Westworld | 1973
- Locations |
- Los Angeles, California
- DIRECTOR |
- Michael Crichton
Before there were cloned dinosaurs, there were robotic gunslingers.
Michael Crichton, writer of the novel Jurassic Park, examined the idea of a dangerously runaway theme-park in this 1973 film which he directed himself.
Most of the film was made at the MGM Studios where the interiors of the 'Delos' park were created.
The formal gardens of 'Roman World' were Greenacres, the 15-acre estate of silent screen comic Harold Lloyd, in the Benedict Canyon section of Beverly Hills, and dubbed "the most impressive movie star's estate ever created."
Lloyd, most famous for his dizzying high-rise stunts, was a huge star who lived in a 44-room mansion here from the Twenties to his death in 1971, at 1740 Green Acres Drive, off Benedict Canyon Drive.
After his death, the estate was sold in 1975 for $1.6 million to a retired businessman, who subdivided it into separate lots.
Part of the grounds can also be seen in 1985's Commando, with Arnold Schwarzenegger.
The Western town in 'Westworld' itself is the 'Laramie Street' set, which stood for years on the Warner Bros lot in Burbank. It was reused for Mel Brooks' Blazing Saddles.

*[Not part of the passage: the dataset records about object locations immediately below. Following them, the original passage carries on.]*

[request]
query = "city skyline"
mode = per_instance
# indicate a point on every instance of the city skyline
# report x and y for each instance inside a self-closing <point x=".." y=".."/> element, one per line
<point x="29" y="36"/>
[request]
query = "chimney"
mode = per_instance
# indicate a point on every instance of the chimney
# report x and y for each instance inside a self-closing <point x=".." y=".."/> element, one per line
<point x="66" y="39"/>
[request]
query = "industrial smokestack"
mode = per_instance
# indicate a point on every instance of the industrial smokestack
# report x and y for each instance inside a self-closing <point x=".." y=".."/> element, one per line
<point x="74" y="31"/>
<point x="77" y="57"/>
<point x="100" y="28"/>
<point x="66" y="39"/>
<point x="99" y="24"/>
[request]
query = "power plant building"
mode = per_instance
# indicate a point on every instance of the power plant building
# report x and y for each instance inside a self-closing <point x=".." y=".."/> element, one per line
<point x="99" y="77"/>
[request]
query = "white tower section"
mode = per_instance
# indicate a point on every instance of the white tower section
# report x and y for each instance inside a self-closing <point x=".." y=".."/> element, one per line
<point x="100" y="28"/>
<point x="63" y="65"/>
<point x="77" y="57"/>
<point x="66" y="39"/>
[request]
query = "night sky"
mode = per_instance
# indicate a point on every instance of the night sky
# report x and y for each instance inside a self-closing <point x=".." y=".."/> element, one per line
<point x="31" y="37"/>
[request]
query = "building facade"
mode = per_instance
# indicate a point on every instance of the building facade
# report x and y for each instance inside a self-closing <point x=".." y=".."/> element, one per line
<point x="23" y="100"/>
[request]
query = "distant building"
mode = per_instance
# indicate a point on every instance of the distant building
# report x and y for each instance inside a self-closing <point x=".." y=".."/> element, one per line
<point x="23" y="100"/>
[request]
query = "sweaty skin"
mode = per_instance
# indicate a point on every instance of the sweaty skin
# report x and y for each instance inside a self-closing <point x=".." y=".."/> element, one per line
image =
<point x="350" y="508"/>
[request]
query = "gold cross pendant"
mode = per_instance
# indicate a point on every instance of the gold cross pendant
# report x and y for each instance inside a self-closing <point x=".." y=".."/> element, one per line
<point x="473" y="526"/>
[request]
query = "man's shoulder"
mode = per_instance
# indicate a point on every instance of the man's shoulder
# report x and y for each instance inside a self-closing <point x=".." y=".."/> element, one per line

It remained standing until 2003 when it was demolished to free up space on the lot.
The rugged, rocky west outside the town to which Peter Martin (Richard Benjamin) flees from the black-clad gunman (Yul Brynner, parodying his character from The Magnificent Seven) is Red Rock Canyon State Park, in the desert about 90 miles north of Los Angeles.
It's on the stretch of State Route 14 known as Antelope Valley Freeway, north of Cantil toward Ridgecrest.
The landscape of cliffs, buttes and spectacular rock formations were later used as the site of Alan Grant's (Sam Neill) dig in Jurassic Park.
It's also seen in countless films, including Universal's original 1932 The Mummy, The Big Country, Beneath the Planet of the Apes, Capricorn One and more recently Ghostbusters: Afterlife.